The benefits of marriage are pretty amazing. So, here’s the hard truth… Marriage is a profound mystery and a story of sacrifice and love.  There is no perfect marriage; rather, two imperfect and interdependent people.  With healing, we can be incompetent and unashamed.  The fruit of such a pursuit can lead to honesty and intimacy.  Jim Daly, President of Focus On The Family has shared encouragement that as couples grow together our marriages can be what they were designed to be, “...a story of man’s longing to give himself to another and to receive the other’s gift of self.  And a story of God’s gift that satisfies that longing in a way no other human relationship can.” 

5 Steps Towards Help in Marriage


1.) Slow Down 

Each individual brings many years of wounds and baggage from their life before meeting one another.  These wounds produce a pattern in the relationship.  The patterns can be both learned and changed.  
Slow down, reflect and seek to name the pattern.  


2.)
Stop Comparing to "Normal"

Have you seen normal lately?  It looks like causal separation, an obsession with "I" and what "I deserve" and often relationships made up of passivity or fierce independence.  What about a whole relationship in dependence where God is the Lead?  What about two people working
together to love one another, willing to do their work of daily surrender and often, necessary change. 


3.)
Embrace the Imperfect and Join in Community
 
Perfect relationships are not only overrated, they are completely a hoax.  When we stop comparing ourselves and check our expectations we can embrace our emotions, but not let them take the lead.  We must stop taking ourselves so seriously and address our needs/demands that drive us down in relationships.  Types like the
Clifton Strengths, Enneagram, Love Languages and Myers Briggs can help reveal not only our longings, but also our capacity to hurt others in relationships.  With grace, embrace the imperfect in your self and your spouse and find support in community. 

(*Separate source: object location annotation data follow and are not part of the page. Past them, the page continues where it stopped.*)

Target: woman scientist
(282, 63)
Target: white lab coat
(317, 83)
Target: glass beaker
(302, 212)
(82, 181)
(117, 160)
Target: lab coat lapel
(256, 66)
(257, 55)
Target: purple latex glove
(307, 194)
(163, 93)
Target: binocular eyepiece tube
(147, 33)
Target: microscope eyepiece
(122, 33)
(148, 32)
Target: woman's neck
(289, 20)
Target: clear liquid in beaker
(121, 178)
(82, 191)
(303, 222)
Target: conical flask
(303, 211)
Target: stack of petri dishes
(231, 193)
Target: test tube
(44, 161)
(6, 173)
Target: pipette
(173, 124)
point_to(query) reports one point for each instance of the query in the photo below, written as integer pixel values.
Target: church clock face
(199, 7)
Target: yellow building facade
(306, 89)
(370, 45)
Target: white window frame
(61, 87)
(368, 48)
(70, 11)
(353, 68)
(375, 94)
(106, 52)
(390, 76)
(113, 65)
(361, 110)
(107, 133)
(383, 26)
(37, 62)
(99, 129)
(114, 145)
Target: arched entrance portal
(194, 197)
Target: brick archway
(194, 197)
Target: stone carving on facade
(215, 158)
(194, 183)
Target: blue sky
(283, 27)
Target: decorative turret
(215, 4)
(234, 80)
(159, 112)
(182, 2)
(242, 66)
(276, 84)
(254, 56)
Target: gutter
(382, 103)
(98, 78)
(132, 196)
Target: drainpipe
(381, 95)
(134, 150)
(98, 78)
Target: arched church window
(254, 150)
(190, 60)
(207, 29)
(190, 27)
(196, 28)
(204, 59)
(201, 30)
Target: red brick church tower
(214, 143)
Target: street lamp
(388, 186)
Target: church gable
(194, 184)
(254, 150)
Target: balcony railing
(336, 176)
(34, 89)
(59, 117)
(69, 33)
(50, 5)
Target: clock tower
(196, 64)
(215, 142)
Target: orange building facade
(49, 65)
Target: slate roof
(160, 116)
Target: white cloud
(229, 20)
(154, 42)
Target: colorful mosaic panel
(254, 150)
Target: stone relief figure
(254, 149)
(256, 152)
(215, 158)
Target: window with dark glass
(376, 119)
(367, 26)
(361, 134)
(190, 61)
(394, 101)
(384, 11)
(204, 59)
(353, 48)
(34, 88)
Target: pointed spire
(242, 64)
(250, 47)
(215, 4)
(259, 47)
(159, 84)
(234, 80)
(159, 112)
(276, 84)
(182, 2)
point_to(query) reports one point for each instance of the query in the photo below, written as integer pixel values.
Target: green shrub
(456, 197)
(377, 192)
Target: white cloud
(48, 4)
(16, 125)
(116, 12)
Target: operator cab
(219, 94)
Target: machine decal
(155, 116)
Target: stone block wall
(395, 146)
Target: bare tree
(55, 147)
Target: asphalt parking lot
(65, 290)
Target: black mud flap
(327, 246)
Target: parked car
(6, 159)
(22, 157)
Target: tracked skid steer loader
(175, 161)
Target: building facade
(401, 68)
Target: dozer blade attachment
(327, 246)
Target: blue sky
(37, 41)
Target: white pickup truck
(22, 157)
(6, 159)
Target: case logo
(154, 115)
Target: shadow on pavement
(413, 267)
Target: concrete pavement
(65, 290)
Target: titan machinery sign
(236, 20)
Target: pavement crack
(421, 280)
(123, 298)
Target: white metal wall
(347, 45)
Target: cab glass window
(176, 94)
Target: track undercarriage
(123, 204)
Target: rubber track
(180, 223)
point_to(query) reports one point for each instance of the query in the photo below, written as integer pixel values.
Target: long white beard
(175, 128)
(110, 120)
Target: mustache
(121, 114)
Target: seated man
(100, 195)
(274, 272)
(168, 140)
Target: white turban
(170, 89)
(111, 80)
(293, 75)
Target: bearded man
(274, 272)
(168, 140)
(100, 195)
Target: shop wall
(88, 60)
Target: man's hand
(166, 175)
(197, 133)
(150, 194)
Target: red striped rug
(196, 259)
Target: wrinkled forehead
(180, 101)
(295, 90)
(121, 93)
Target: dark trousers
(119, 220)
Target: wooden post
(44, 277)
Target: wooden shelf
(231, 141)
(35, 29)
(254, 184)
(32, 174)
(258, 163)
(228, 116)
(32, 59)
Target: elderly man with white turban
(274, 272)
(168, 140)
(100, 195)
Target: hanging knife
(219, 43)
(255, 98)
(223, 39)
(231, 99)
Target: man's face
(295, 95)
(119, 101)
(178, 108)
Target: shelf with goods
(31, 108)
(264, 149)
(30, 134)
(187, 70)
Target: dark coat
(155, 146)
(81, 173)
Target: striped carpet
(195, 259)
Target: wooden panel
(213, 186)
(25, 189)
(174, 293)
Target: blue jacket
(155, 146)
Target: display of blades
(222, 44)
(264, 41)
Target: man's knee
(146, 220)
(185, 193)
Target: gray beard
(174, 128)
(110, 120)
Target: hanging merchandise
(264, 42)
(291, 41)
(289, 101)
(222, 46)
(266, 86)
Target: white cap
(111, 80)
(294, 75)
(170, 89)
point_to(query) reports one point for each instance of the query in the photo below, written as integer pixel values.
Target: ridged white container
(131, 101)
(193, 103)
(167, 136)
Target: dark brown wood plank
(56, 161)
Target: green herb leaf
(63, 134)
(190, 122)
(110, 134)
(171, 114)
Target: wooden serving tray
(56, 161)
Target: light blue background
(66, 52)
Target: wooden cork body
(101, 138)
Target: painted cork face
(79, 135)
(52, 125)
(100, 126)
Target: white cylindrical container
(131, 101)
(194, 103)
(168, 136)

We were never meant to do this alone and sadly, many of us do.  Find another couple to do life with and share openly and honestly.  Consider support groups like
Re|Engage or Re:Generation.

4.) Start Dating Again!

Remember when you were dating and you just wanted to be together? It didn't matter what you did, you just wanted to be together. Stop being ruled by your calendar and let the time work for you. What do you want to do together - move towards your lover and come together to create time to enjoy together. Be intentional and consider creating a weekly or bi-weekly date night. Find a trusted sitter, pay them and create the uninterrupted time together. Other options include quiet mornings together.

5.)
Humility and Appreciation

Have you ever realized how much your lover has helped shape the person you are today? Without humility (thinking of yourself less), meekness (strength under control) or appreciation (valuing the person in front of you) an intimate relationship can easily become one filled with
criticism, resentment and bitterness. Marriage often requires hard work where you give more than any other relationship. In utter dependence to the LORD, individuals trust one another enough to listen, communicate their needs and slow down to grow together.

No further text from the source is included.